Williams Nick
The Lister Hill National Center for Biomedical Communications, National Library of Medicine, USA.
AMIA Annu Symp Proc. 2025 May 22;2024:1235-1244. eCollection 2024.
Evidence based medicine and health data for policy should update statistical data modeling methods to take advantage of at-scale data. One challenge with at-scale data is information segmentation for clinical presentation discovery and cohort assignment. We use gradient boosting machine (GBM) to segment 94,379,175,015 diagnostic clinical events attributable to 283,632,789 Centers for Medicare and Medicaid Services beneficiaries over 22 observation years. Diagnostic events were aggregated into attack rates by demography and Phenome-wide association studies (PheWas) codes. Resulting attack rates were then segmented within a user defined clinical status of interest, in this case HIV status. 1,753,647 HIV+ beneficiaries were considered. The GBM model assigned 19,651,408 PheWas attack rates from 69,133,296 ICD attack rates into phenogroups/nodes.

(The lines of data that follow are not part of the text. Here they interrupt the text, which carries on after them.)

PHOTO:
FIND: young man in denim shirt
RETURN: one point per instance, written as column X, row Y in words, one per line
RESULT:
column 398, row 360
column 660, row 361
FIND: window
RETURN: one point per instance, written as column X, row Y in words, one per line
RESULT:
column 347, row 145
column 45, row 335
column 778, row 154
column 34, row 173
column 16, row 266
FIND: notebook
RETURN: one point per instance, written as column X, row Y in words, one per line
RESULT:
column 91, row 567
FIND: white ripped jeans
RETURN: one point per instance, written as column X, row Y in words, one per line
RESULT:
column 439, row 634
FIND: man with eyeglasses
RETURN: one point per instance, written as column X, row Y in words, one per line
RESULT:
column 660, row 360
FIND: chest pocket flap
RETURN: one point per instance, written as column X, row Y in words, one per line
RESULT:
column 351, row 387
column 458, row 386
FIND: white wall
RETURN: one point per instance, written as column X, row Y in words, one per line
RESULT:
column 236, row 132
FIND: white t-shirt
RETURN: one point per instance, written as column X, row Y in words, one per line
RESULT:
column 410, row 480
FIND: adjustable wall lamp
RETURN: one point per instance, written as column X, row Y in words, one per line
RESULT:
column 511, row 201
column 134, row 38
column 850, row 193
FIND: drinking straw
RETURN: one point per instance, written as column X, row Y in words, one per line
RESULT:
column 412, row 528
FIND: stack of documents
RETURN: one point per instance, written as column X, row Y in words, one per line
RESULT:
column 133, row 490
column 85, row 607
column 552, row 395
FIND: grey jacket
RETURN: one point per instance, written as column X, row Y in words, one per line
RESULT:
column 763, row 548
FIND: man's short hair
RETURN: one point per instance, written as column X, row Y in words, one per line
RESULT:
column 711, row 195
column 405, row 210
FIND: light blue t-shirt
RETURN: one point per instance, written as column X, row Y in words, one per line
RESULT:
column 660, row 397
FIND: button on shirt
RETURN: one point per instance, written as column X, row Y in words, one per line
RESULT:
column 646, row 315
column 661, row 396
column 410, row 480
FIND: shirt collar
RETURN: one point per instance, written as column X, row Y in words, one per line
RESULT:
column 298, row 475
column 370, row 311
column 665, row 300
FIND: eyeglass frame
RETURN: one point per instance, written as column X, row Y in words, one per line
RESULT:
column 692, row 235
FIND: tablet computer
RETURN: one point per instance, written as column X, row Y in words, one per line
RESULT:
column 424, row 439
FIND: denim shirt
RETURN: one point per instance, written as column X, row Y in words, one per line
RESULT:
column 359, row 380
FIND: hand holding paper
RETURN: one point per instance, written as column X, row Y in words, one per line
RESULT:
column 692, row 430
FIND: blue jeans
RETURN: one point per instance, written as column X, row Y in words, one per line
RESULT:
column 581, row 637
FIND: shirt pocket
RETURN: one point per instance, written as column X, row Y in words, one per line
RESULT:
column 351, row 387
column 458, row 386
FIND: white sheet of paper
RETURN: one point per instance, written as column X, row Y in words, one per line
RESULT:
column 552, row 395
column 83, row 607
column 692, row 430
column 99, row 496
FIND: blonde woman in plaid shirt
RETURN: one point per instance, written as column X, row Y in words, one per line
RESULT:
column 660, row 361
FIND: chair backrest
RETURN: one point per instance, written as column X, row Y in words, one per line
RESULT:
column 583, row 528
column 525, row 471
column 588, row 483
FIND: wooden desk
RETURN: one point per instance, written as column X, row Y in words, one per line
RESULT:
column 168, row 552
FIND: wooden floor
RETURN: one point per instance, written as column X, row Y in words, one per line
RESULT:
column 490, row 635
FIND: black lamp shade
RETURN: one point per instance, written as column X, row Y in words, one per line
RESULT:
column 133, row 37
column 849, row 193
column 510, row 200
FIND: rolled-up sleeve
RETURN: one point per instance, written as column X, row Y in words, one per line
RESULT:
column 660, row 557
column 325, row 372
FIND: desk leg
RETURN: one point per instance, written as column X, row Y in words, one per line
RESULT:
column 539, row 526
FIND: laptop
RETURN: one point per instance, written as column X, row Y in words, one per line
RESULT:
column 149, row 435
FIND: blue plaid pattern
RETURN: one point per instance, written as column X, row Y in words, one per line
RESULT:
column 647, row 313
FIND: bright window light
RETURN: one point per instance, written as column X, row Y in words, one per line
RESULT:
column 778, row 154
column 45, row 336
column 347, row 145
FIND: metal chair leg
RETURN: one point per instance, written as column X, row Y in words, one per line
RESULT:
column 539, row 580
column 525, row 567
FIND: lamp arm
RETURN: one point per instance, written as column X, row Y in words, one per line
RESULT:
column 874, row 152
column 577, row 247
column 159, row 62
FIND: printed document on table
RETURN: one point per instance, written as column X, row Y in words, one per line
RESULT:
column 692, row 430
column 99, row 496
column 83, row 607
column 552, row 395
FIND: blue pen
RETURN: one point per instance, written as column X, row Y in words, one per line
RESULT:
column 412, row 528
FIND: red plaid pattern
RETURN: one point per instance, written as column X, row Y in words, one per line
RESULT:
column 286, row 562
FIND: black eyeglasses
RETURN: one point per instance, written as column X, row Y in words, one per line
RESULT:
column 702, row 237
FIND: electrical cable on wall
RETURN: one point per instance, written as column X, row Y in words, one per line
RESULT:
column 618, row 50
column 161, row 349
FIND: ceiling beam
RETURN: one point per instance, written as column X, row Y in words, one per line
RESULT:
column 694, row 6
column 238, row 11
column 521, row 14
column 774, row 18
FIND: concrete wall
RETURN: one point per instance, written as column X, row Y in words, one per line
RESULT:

基于证据的医学和用于政策制定的健康数据应更新统计数据建模方法,以利用大规模数据。大规模数据面临的一个挑战是用于临床表现发现和队列分配的信息分割。我们使用梯度提升机(GBM)对94379175015个诊断临床事件进行分割,这些事件归因于283632789名医疗保险和医疗补助服务中心的受益人在22个观察年中的情况。诊断事件按人口统计学和全表型关联研究(PheWas)代码汇总为发病率。然后,在用户定义的感兴趣的临床状态(在本例中为HIV状态)内对得出的发病率进行分割。研究考虑了1753647名HIV阳性受益人。GBM模型将来自69133296个ICD发病率的19651408个PheWas发病率分配到表型组/节点中。